Gast im Weltraum
wenigstens wegen meines Benehmens am Abend zuvor um Entschuldigung bitten. Sie war mir nicht mehr böse. Schließlich verabredeten wir uns für den Tag nach dem Marathonlauf. Rechnete ich damals im stillen noch auf eine Änderung ihrer Meinung? Am ehrlichsten wird wohl die Antwort sein: zeitweise – ja. Vorläufig kehrte ich zu meinen einsamen Trainingsläufen zurück. Ich muß eingestehen, daß ich manchmal die Lider schloß in der Erwartung, hinter ihnen Anna zu erblicken. Aber das Wunschbild erschien nicht. Wie zuvor lief ich mit der Stoppuhr, und wenn die Bewegung ihrer Zeiger mit meinem Pulsschlag zusammenfiel, dann hatte ich den Ein druck, als triebe meine Anstrengung die Zeit voran, als müßte sie stehenbleiben, wenn ich nicht wäre und mit einem machtvollen Endspurt drei großen Tagen entgegeneilte: Am zwanzigsten Juli sollte ich zum Marathonlauf starten, am Morgen des einundzwanzigsten Anna sehen und am zweiundzwanzigsten an Bord der Gea sein.
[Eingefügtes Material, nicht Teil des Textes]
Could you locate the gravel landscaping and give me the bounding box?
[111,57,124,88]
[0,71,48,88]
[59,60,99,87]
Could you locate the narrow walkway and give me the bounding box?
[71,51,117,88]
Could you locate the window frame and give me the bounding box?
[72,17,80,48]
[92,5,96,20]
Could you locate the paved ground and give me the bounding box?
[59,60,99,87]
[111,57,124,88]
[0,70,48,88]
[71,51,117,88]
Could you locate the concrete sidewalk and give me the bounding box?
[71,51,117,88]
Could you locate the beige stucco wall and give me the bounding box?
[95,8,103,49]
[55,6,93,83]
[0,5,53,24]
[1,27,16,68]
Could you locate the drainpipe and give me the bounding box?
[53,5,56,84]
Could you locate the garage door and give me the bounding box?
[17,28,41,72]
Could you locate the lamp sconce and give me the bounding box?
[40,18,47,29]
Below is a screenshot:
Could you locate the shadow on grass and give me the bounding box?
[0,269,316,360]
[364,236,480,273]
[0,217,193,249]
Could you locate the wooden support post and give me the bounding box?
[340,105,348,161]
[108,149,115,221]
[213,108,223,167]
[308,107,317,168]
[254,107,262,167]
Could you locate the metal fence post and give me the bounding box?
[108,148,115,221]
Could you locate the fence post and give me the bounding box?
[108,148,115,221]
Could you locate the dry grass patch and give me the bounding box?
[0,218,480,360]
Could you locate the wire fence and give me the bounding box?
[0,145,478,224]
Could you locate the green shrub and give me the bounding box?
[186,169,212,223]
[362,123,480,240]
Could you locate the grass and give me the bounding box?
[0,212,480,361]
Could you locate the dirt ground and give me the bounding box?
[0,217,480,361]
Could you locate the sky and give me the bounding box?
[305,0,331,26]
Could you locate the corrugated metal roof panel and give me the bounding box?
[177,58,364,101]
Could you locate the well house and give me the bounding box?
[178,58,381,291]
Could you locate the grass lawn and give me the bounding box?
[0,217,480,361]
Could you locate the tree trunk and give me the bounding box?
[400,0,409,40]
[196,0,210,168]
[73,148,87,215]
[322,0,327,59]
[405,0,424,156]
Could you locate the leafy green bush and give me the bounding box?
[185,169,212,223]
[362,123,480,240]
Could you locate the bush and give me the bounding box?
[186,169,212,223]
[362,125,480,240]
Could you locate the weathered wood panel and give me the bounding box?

In der Zeit vor dem Lauf interessierte ich mich lebhaft für die Favoriten. Die drei, die für mich die größte Gefahr bildeten, waren Gerhard, Mehilla und El Tuni. Besonders an Mehilla konnte ich mich nicht satt sehen. Dank seinem hohen Wuchs – er war fünf Zentimeter größer als ich – hatte er einen unvergleichlich leichten Schritt. El Tuni wendete die Taktik an, zwischen dem zwanzigsten und dem dreißigsten Kilometer plötzlich davonzulaufen. Er schüttelte seine Verfolger ab und strebte, ohne sich umzusehen, mit leichten, langen Schritten, als wäre er schwerelos und schwömme nur noch durch die Luft, dem Ziel zu. Kurz vor dem Abschluß des Trainings lief ich mit ihm über die volle Distanz. Obwohl ich alles aus mir herausholte, erreichte er doch sechshundert Meter vor mir das Ziel. Ich erinnere mich noch ganz genau, daß ich damals, als ich mich zum Bad auskleidete, sehr aufmerksam und kritisch meine Beine betrachtete und mit dem Blick die Muskeln meiner Waden und Schenkel maß, wie ein Musiker, der zugleich Fehler und verborgene Möglichkeiten in seinem Instrument sucht. Meine Beine waren eigentlich gar nicht so übel, stellte ich fest, sie konnten sich aber mit Mehillas Beinen nicht messen.
Der Tag des Starts, der Tag der Niederlage rückte näher. Meine Freunde verbargen keineswegs ihre Zweifel vor mir. Trostsprüche, die einem Betrug gleichgekommen wären, gab es bei uns nicht.
In der Nacht vor dem Start widerfuhr mir das größte Mißgeschick, das einen Läufer treffen kann. Ob sich die in mir aufgespeicherte Unruhe Luft machte oder ob ich in den letzten Tagen zuviel trainiert hatte – ich schlief jedenfalls sehr schlecht und wachte am Morgen wie zerschlagen und müde auf, müde schon vor dem Lauf! An einen Startverzicht war nicht zu denken. Ich fuhr zum Stadion und sagte mir immer wieder, daß man auch lernen muß zu unterliegen.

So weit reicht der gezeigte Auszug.